胃がんには特有の症状がないことから、早期発見のためには、「がん検診」や「人間ドック」を受けることが重要です。

◇胃部X線検査(バリウム検査)

バリウムという造影剤と胃を膨らませる発泡剤を服用して、胃の形や粘膜の状態をX線で撮影します。凹凸や隆起した状態を確認することができます。

◇胃部内視鏡検査

先端に小さなカメラを内蔵した細い管を経口または経鼻から挿入し、胃の状態を直接観察します。

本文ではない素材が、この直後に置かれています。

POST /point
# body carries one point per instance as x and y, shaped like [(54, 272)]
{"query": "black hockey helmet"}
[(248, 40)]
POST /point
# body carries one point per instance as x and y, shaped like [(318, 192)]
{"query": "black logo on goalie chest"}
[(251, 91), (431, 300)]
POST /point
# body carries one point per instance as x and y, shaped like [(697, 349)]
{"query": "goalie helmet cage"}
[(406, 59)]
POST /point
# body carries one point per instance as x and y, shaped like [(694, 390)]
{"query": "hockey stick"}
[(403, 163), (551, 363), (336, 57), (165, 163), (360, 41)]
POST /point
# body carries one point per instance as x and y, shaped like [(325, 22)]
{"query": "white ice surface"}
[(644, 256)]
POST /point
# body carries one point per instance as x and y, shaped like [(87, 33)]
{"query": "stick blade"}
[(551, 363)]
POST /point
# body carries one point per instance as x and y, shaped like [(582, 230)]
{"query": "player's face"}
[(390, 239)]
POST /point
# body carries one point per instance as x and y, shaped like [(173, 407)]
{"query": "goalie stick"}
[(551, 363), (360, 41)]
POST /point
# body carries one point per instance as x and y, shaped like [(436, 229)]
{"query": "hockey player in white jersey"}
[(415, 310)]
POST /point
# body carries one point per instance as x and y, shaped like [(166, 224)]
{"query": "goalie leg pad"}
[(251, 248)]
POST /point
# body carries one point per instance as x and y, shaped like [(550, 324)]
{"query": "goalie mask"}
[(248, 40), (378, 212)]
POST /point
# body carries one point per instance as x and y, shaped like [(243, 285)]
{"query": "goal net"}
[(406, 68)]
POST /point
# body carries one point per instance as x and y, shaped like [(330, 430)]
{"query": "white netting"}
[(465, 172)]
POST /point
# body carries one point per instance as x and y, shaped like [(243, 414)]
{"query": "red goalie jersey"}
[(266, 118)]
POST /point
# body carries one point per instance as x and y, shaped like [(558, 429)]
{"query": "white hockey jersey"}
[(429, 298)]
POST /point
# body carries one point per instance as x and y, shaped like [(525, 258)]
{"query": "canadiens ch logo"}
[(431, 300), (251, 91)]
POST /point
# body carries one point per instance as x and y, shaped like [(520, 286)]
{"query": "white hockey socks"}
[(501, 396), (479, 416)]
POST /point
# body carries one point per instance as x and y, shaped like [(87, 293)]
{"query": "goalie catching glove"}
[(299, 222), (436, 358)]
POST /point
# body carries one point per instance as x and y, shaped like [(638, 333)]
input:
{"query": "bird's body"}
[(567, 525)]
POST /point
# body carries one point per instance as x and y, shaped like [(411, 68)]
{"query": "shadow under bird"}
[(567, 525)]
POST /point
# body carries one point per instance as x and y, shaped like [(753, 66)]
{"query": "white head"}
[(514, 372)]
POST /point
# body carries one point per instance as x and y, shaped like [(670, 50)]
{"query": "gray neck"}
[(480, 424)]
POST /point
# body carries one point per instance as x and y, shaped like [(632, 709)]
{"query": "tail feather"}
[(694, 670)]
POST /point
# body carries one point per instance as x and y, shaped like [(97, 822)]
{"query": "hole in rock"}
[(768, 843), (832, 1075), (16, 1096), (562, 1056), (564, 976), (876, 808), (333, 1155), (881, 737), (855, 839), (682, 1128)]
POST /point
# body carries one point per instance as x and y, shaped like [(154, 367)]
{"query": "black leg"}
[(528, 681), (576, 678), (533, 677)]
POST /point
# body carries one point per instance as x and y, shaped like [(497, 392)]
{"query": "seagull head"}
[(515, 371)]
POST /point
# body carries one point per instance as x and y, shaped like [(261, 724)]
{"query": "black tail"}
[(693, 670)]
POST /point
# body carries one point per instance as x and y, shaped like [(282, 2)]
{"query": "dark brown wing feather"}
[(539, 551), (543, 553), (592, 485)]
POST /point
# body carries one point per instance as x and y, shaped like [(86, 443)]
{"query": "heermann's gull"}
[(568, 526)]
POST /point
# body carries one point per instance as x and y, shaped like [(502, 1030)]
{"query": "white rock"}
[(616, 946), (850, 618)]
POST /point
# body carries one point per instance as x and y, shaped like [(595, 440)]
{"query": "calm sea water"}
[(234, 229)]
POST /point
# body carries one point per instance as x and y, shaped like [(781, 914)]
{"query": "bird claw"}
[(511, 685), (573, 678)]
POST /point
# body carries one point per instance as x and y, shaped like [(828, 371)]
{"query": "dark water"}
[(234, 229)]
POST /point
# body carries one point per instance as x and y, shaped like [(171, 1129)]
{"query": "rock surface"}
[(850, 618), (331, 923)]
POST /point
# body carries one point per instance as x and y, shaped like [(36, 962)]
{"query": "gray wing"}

胃部内視鏡検査では、胃だけではなく食道や十二指腸を観察することが可能です。胃部内視鏡は、検査時の嘔吐反応やつらいイメージから検査を受けることを嫌がる方は少なくありませんが、鎮静剤の使用することで痛みを和らげることができます。異常が疑われる病変が見つかった場合は、必要に応じて組織検査を実施します。

◇ピロリ菌検査

胃がんの発生リスクを高める要因であるピロリ菌の感染の有無を調べます。ピロリ菌は胃の粘膜の中に住みつく菌で、感染を放置しておくと慢性胃炎や胃・十二指腸潰瘍などを引き起こします。慢性的な粘膜の炎症は、胃がんの発生リスクを高めます。ピロリ菌検査は、内視鏡、呼気検査、血液検査、便検査、尿検査などがあり、ピロリ菌感染が認められた場合は、除菌薬を服用して治療を行います。

まとめ

胃がんは、男女とも日本人が多く罹患するがんです。かつては日本人の死亡数の第一位でしたが、近年、診断方法や治療方法が向上し、男性では第3位、女性は5位となっています。初期の胃がんには特有の症状が少なく、進行しても自覚症状が現れにくいため、早期発見が難しいことが特徴です。
胃がんの治療方法は手術、化学療法、放射線療法がありますが、早期の発見であれば内視鏡治療で完治できるなど治癒率はぐんと高まります。
早期発見・早期治療は予後を改善する大きな鍵となりますので、何らかの症状が現れる前からの定期的な胃部内視鏡検査を受けることが大切です。